Adaptimmune has had a manic Tuesday, touting improved efficacy numbers for its T-cell candidate while also dealing with economic repercussions of its terminated partnership with GSK.
Adaptimmune has had a busy start to its week, touting improved efficacy numbers for its engineered T-cell candidate, ADP-A2M4CD8, while also dealing with the economic repercussions of its terminated partnership with GSK.
In a conference call to discuss its Q3 financial results, Adrian Rawcliffe, the company’s chief executive officer, said Adaptimmune will regain “full control” over its PRAME program moving forward.
Still, tough economic realities have forced the company’s leadership to “pause, stop, deprioritize and limit resources” for non-core programs and instead channel its time and resources into three key areas: MAGE-A4, PRAME and the allogeneic platform.
As a result, Adaptimmune is also shaving off 25% to 30% of its workforce in a company reorganization effort, which Rawcliffe said will extend its runway into early 2025. The layoffs are expected to take effect in Q1 next year.
These developments come after the pharma giant GSK returned the rights to the PRAME program to Adaptimmune in late October. The partnership was first announced in June 2014, when GSK bought into a strategic collaboration and licensing agreement for up to five programs. GSK then exercised this option in September 2017, earning exclusive rights to Adaptimmune’s NY-ESO SPEAR T-cell therapy program as well as the PRAME target.
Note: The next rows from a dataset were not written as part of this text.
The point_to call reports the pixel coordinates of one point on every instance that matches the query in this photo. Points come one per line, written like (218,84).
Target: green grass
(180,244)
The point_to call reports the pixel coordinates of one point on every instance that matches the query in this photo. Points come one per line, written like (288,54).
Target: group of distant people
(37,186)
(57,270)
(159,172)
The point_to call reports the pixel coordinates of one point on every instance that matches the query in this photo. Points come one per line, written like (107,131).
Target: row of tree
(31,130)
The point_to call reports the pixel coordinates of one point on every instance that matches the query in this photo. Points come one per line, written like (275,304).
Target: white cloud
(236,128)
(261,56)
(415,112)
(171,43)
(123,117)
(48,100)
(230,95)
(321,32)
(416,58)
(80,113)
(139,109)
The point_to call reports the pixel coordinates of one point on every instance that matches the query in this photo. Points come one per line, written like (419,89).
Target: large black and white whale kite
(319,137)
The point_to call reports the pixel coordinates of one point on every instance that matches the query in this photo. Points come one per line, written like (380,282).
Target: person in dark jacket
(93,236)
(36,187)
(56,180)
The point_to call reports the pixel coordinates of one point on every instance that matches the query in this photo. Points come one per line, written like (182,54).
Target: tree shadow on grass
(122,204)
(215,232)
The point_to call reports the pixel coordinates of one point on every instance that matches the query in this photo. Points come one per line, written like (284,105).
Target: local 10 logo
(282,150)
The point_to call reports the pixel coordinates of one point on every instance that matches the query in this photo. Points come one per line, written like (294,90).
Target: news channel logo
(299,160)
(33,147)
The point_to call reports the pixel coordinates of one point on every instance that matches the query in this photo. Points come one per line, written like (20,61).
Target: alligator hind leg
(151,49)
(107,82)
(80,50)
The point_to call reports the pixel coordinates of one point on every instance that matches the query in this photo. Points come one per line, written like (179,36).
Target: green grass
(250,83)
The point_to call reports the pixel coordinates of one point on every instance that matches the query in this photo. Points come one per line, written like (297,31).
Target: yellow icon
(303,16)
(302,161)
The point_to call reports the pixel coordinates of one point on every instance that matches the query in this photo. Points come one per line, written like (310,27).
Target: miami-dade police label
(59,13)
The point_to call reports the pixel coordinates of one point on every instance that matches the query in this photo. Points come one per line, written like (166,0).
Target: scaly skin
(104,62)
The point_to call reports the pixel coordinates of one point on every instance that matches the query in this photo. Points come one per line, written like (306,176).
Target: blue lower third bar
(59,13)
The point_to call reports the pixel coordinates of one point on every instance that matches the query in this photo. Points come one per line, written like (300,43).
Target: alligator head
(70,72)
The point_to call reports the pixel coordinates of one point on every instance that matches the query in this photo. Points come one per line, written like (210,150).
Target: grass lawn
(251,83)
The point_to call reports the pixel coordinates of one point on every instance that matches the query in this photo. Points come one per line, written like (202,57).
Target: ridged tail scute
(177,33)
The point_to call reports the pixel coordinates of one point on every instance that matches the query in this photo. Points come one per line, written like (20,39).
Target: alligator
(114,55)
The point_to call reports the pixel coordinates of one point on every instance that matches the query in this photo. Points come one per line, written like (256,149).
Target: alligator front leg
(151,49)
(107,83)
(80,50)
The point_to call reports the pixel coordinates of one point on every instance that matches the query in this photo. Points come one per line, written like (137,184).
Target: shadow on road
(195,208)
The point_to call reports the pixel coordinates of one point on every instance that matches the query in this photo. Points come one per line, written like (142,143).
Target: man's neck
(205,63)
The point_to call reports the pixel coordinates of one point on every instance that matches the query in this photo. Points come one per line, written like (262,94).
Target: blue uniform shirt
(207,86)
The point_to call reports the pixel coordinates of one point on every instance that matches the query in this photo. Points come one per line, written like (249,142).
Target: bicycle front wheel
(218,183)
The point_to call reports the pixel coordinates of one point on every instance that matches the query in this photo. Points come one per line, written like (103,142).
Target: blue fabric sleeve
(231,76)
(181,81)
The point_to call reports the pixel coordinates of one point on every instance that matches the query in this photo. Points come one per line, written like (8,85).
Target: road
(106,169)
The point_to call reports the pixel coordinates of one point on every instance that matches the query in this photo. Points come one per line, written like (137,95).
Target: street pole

A GSK spokesperson told BioSpace that the decision was made to strengthen its pipeline, which, at times, “includes taking decisions to stop clinical programs and focus our resources where we see the greatest potential to make a difference for patients, aligned with our R&D priorities.”
Following last month’s transfer of assets, Adaptimmune anticipates the termination of the overall collaboration. GSK will no longer have any rights to other additional targets.
‘Next-Generation’ T-Cell Therapy SURPASSES Previous Performance
In a separate announcement published Tuesday, Adaptimmune revealed new data from its Phase I SURPASS program assessing ADP-A2M4CD8 in various cancers.
Since the company revealed initial data at the European Society of Medical Oncology conference in September, Adaptimmune has recorded an increase in objective response rate to 52% in patients with late-stage ovarian, urothelial and head and neck cancers who had been heavily pretreated. The prior ORR was 44%.
In ovarian cancer, ORR increased from 36% to 43%, while results improved from 43% to 57% in urothelial cancer. The ORR in the overall patient sample increased from 33% at EMSO to 37% in the latest report.
ADP-A2M4CD8 treatment also induced one new case of complete response in a patient with urothelial cancer. Adaptimmune’s T-cell candidate demonstrates a durable treatment response and is now at a median of approximately 20 weeks.
In SURPASS, the company will focus on indications where ADP-A2M4CD8 has yielded “outstanding response data,” Rawcliffe said in the conference call.
Dana Lynch, senior director of corporate communications at Adaptimmune, told BioSpace the company plans to progress the SURPASS family of trials in three indications.
“Adaptimmune will now advance the Phase II SURPASS-3 trial in Ovarian Cancer,” Lynch said. “The company will also move forward with two new Cohorts in the Phase I SURPASS trial in second line Urothelial and first-line head & neck cancers in combination with a checkpoint inhibitor.”